Figure 3.. Sevoflurane activates high-frequency oscillation (HFO) effective connectivity most in the epileptogenic zone.
A. HFO transfer entropy (TE) for all pooled individual electrodes (n = 621) as a function of sevoflurane concentration. The black trend line represents the equation predicted from the linear mixed model analysis. B. Each patient’s (n = 8) average HFO transfer entropy for epileptogenic (yellow; n = 202 total sites) and non-epileptogenic (green; n = 419 total sites) sites, at each anesthetic stage. Yellow and green dots represent the average HFO transfer entropy value of all epileptogenic or non-epileptogenic electrode sites, respectively, for individual patients. Lines connect a given patient’s non-epileptogenic and epileptogenic values. Asterisks denote binary logistic mixed model significance (p < 0.005) for classifying epileptogenic sites. For each patient and anesthetic stage, effect size was estimated using Cohen’s d defined as the absolute value of: [(the mean biomarker value in the epileptogenic sites) – (the mean biomarker value in the non-epileptogenic sites)] / (standard deviation for all sites). The average Cohen’s d across all eight patients is shown under the corresponding anesthetic stage. C. Right hemisphere of patient 6 with electrodes mapped to reconstructed three-dimensional cortical surface. HFO (red arrows) and delta (blue arrows) effective transfer entropy connections above 6 standard deviations between electrode sites, at each anesthetic condition. Yellow dotted lines outline the resection margin (i.e., the epileptogenic zone defined in the present study). O2 = oxygen baseline; SI1 = sevoflurane increasing first third; SI2 = sevoflurane increasing mid third; SI3 = sevoflurane increasing last third; Sev2 = sevoflurane 2 minimum alveolar concentration (MAC).
Figure 4.
Figure 4.. White matter – high-frequency oscillation (HFO) correlation.

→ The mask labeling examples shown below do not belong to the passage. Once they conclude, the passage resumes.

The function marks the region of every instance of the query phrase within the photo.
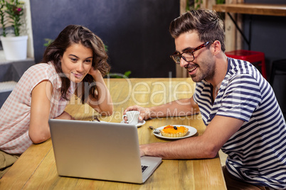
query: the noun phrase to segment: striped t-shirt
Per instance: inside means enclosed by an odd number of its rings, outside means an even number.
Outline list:
[[[61,80],[53,65],[41,63],[31,67],[0,109],[0,150],[10,154],[21,154],[33,144],[28,135],[31,93],[43,80],[50,81],[53,85],[49,118],[63,113],[67,101],[62,98]],[[68,98],[74,93],[75,87],[75,83],[70,82]]]
[[[228,171],[250,184],[286,189],[286,125],[273,90],[250,63],[228,58],[227,74],[214,101],[212,85],[198,82],[194,99],[208,125],[215,116],[243,125],[223,145]]]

(Top) Diffusion weighted imaging tractography. Electrode sites with a right frontal distribution from patient 6 converted to Lausanne brain atlas regions-of-interest (ROIs) and overlayed on a standardized whole-brain tractography template derived from 1,065 patients in the Human Connectome Project. (Bottom) The white matter tractography network from patient 6’s electrode ROIs, with HFO transfer entropy (TE) values superimposed on corresponding tracts as color, for each sevoflurane stage. Light and dark blue tracts denote HFO transfer entropy values above and below the oxygen baseline TE maximum, respectively. The top row is a right-lateral-sagittal view, the middle row is a superior-axial view, and the bottom row is an anterior-coronal view. P = posterior; A = anterior; R = right; L = left.
Figure 5.
Figure 5.. A working hypothesis: sevoflurane activates high-frequency oscillations (HFOs) preferentially in epileptogenic brain regions.
During oxygen baseline there are low-level background HFOs and delta waves resonating in the brain. Increasing the concentration of sevoflurane anesthesia activates widespread spike-and-wave epileptiform activity, along with the HFO and delta wave components. During the ‘sev increasing last third’ epoch, the sevoflurane-induced HFOs and delta waves become hyper-synchronized in epileptogenic tissue by an unknown process that may involve resistance to delta effective connectivity augmentation. This phase-amplitude coupling could create windows of disinhibition at sevoflurane 2 minimum alveolar concentration (MAC), when HFO effective connectivity is most amplified in epileptogenic neural tissue, and these signals may partially utilize white matter tracts to propagate throughout the brain.